On 22 May (18:57:06), Mike Perry wrote:
Nick Mathewson:
Filename: 303-protover-removal-policy.txt Title: When and how to remove support for protocol versions Author: Nick Mathewson Created: 21 May 2019 Status: Draft
Background
With proposal 264, added support for "subprotocol versions" -- a means to declare which features are required for participation in the Tor network. We also created a mechanism (refined later in proposal 297) for telling Tor clients and relays that they cannot participate effectively in the Tor network, and they need to shut down.
In this document, we describe a policy according to which these decisions should be made in practice.
Recommending features (for clients and relays)
A subprotocol version SHOULD become recommended soon after all release series that did not provide it become unsupported (within a month or so).
For example, the current oldest LTS release series is 0.2.9; when it becomes unsupported in 2020, the oldest supported release series will be 0.3.5. Suppose that 0.2.9 supports a subprotocol Cupcake=1, and that all stable 0.3.5.x versions support Cupcake=1-3. Around one month after the end of 0.2.9 support, Cupcake=3 should become a _recommended_ protocol for clients and relays.
Additionally, a feature can become _recommended_ because of security reasons. If we believe that it is a terrible idea to run an old protocol, we can make it _recommended_ for relays or clients or both. We should not do this lightly, since it will be annoying.
To be clear, "_recommended_" and "_required_" terms here are from Proposal #264, Section 4, right?

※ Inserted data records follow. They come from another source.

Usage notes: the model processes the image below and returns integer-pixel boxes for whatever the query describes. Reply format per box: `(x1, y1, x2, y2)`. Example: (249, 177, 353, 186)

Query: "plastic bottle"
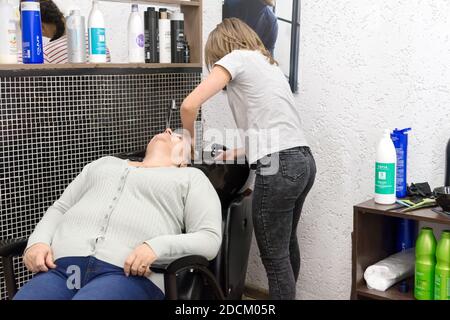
(391, 128, 411, 198)
(88, 0, 106, 63)
(66, 10, 86, 63)
(0, 0, 18, 64)
(144, 7, 159, 63)
(128, 4, 144, 63)
(158, 8, 171, 63)
(414, 227, 437, 300)
(435, 230, 450, 300)
(374, 129, 397, 204)
(446, 138, 449, 186)
(20, 0, 44, 64)
(170, 10, 185, 63)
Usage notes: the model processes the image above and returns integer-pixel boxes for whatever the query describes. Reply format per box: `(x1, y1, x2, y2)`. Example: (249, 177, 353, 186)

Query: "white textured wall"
(202, 0, 450, 300)
(24, 0, 450, 300)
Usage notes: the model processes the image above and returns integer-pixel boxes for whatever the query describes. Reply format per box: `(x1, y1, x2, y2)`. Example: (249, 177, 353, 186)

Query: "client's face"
(146, 129, 191, 166)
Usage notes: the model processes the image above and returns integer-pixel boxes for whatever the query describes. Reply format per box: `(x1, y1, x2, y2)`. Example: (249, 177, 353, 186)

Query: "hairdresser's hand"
(214, 148, 245, 161)
(124, 243, 158, 277)
(23, 243, 57, 273)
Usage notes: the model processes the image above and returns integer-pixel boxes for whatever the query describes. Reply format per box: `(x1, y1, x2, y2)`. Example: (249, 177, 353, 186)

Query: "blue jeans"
(13, 256, 164, 300)
(252, 146, 316, 300)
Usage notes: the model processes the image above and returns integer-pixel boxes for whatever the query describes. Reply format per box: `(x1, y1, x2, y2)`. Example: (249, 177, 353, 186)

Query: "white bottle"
(0, 0, 18, 64)
(88, 0, 107, 63)
(158, 8, 171, 63)
(374, 129, 397, 204)
(66, 10, 86, 63)
(128, 4, 145, 63)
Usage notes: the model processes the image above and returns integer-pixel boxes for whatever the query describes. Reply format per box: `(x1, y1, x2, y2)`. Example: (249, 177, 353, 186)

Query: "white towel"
(363, 248, 415, 291)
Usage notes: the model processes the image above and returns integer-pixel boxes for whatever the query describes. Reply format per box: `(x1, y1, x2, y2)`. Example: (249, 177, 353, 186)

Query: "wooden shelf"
(0, 63, 202, 71)
(352, 199, 450, 300)
(355, 199, 450, 225)
(104, 0, 200, 7)
(356, 278, 415, 300)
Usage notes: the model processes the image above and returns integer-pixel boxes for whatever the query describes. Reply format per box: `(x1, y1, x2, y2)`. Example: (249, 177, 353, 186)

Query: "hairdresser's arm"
(181, 66, 231, 140)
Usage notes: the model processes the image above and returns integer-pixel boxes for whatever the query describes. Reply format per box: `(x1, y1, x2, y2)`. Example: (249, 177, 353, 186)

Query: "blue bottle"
(391, 128, 411, 198)
(21, 0, 44, 64)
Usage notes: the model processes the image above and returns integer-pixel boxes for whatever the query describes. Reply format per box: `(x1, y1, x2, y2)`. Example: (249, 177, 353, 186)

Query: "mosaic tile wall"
(0, 69, 202, 299)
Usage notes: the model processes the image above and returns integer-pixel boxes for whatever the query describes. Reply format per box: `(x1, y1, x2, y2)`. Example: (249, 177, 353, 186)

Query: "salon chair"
(0, 147, 254, 300)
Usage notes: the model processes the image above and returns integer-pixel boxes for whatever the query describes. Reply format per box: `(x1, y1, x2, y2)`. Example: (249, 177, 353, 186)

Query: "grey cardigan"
(26, 156, 222, 292)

Aka the consensus lines?
These only affect WARN-vs-exit behavior by clients and relays that lack support, right? Clients and relays will still *negotiate* and use protocol versions that they both have, even if they are not listed as either recommended or required?
Afaiu, you can only negotiate what you know which is the protover list you support (the one advertised by relays).
For instance, if "Cupcake=1-3" is what you support as a client but the recommended is "Cupcake=2-3", you can still do "1" but you will be warned.
If _required_, let say "Cupcake=3" but the client is "Cupcake=1-2", then the client does _not_ join the network. If _required_ is "Cupcake=1-3" for both the relay and client, then yes they can use version "1" instead of "3" if I'm not mistaken else "Cupcake=3" should be used.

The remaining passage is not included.